日本でも内部告発で企業、組織が変革する動きは加速するか 消費者庁が刑事罰を検討

 日本の内部通報者への保護策がようやく前進します。消費庁は企業や役所などで不正を内部告発した人物に対し解雇や懲戒などで処分した場合、刑事罰を課す方針を固めました。欧米では経営者や企業など組織的な不正を内部告発する動きが広がっており、最近では2021年には代表的なソーシャルメディアのフェイスブックの内幕を暴いたフランシス・ホーゲンさんが有名です。この告発により世論形成などで大きな影響力を持つSNSのあり方や経営について大きな議論が起こりました。日本でも内部告発が大きな声として定着する時代を迎えるのでしょうか。

内部告発者が不利益を被ることも

 内部告発はとても勇気が必要な行動です。目の前で不正が行われ、そのまま見逃せば健康や生命、あるいは社会の理解に大きな損失を及ぼすと分かっていても、内部告発により自分自身の社会的な地位、報酬を失うことを恐れ、ためらう場合が多いの事実です。消費庁は有識者会議などを経て議論を重ね、法制化を検討するそうです。内部告発者が報復人事を恐れずに通報できるように守る方策を具体化し、政府が進めている公益通報制度の実効性を高める狙いです。
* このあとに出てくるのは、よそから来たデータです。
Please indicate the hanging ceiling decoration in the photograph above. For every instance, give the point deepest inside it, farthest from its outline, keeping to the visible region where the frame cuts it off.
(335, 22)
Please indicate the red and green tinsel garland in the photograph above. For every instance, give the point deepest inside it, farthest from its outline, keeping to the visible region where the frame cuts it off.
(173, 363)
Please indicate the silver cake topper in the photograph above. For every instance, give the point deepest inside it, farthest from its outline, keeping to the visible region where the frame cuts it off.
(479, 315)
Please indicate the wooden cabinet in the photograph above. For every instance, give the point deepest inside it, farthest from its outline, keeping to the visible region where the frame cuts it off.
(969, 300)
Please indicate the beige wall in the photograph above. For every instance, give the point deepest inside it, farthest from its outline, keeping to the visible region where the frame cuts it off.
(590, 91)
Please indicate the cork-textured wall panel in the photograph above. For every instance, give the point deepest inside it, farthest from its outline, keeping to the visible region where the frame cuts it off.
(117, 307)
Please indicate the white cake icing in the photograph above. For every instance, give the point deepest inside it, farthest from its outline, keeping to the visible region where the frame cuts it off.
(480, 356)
 フランシス・ホーゲンさんは2021年、数万ページに及ぶフェイスブックの内部文書を公開しました。内部文書には、フェイスブックが10代の若者のメンタルヘルスにどう被害を与えているか、あるいは誤った情報がどうのように拡散しているかなど広範な問題が記録されていました。フェイスブックがSNSの重要なインフラでありながら、会社として本来なら解決しなければいけない問題を放置していることを明らかにしました。

フェイスブック告発はSNSの経営も問う

 この内部告発に対しフェイスブックは当初、意味不明な内部告発と否定していましたが、ホーゲンさんは米議会の公聴会などでフェイスブックが内部に抱える問題点を暴き続け、フェイスブックは創業以来の最大の危機に追い込まれました。創業者のマーク・ザッカーバーグは窮地に立たされ、SNSに関与する企業経営の実態を問う動きが広がりました。若者に対する影響力が大きいだけに、正確な情報をどう伝えるか、さらにフェイクニュースはじめ情報の品質をどう維持管理するかなど現在でも論議が続くテーマです。
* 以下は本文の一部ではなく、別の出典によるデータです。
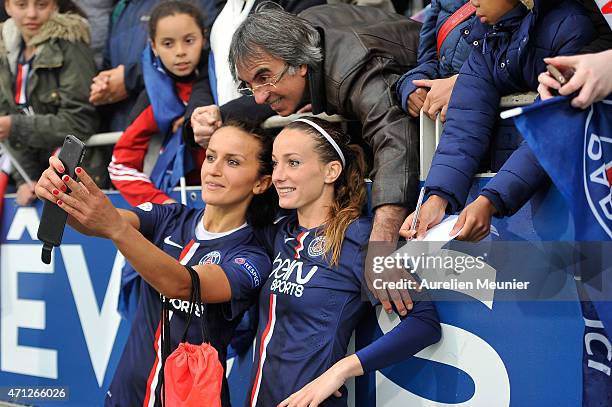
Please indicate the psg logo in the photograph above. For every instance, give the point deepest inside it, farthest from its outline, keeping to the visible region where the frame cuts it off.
(317, 246)
(146, 206)
(211, 258)
(598, 172)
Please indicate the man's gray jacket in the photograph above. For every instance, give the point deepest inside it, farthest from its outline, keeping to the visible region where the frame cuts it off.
(365, 52)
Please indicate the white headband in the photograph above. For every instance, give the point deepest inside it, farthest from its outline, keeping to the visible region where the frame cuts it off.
(325, 134)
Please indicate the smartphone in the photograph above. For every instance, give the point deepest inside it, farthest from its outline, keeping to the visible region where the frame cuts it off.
(53, 220)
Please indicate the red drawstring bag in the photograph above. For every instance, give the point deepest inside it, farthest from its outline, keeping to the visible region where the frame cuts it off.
(193, 374)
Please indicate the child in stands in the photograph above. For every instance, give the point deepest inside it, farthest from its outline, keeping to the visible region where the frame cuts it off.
(513, 39)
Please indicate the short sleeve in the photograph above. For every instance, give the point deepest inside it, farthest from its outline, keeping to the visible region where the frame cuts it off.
(247, 269)
(155, 217)
(265, 235)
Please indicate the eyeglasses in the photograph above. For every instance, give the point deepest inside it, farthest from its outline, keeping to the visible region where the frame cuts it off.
(246, 90)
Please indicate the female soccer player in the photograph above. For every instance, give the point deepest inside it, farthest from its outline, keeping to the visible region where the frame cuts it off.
(158, 240)
(312, 301)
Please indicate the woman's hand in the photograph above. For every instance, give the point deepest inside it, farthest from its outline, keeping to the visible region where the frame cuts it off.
(438, 97)
(50, 181)
(415, 101)
(86, 203)
(326, 385)
(205, 120)
(25, 194)
(432, 212)
(474, 222)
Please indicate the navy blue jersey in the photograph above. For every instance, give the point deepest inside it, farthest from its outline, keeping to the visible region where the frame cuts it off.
(173, 229)
(308, 310)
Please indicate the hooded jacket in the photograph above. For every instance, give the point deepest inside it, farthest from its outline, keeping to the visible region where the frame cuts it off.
(508, 59)
(57, 89)
(365, 52)
(453, 52)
 フランシス・ホーゲンさんは2021年末に米タイム誌の表紙を飾っています。その3週間後には2021年の「Person of the Year」に選ばれたイーロン・マスクさんが掲載されていますから、事実上、イーロン・マスクさんと並ぶ「2021年を象徴する人」として評価しています。

ダイハツ、兵庫県知事も内部告発から

 日本でも内部告発は着実に広がっています。ダイハツ工業などトヨタ自動車グループで多発した不正認証事件は、内部告発がきっかけです。これまで内部告発そのものが会社や組織に反する否定的な動きと見られていましたが、ようやく風向きが変わって企業など組織に縛られずに倫理的に正しい行為を実践することが評価されてきました。

 しかし、兵庫県知事によるハラスメント行為などが内部告発した県職員が自殺に追い込まれたのも事実です。不正と信じて告発した人間が不利益を被り、名誉と命を失うことはあってはならないことです

 すでに内部告発者を保護する法律は制定されています。米国が1989年、英国で1998年、日本は2004年です。つい最近の出来事です。社会的な認識、法的な保護にまだ多くの課題があります。内部告発者を守る制度が刑事罰も含めてより強固になれば、日本の風土を変える力になります。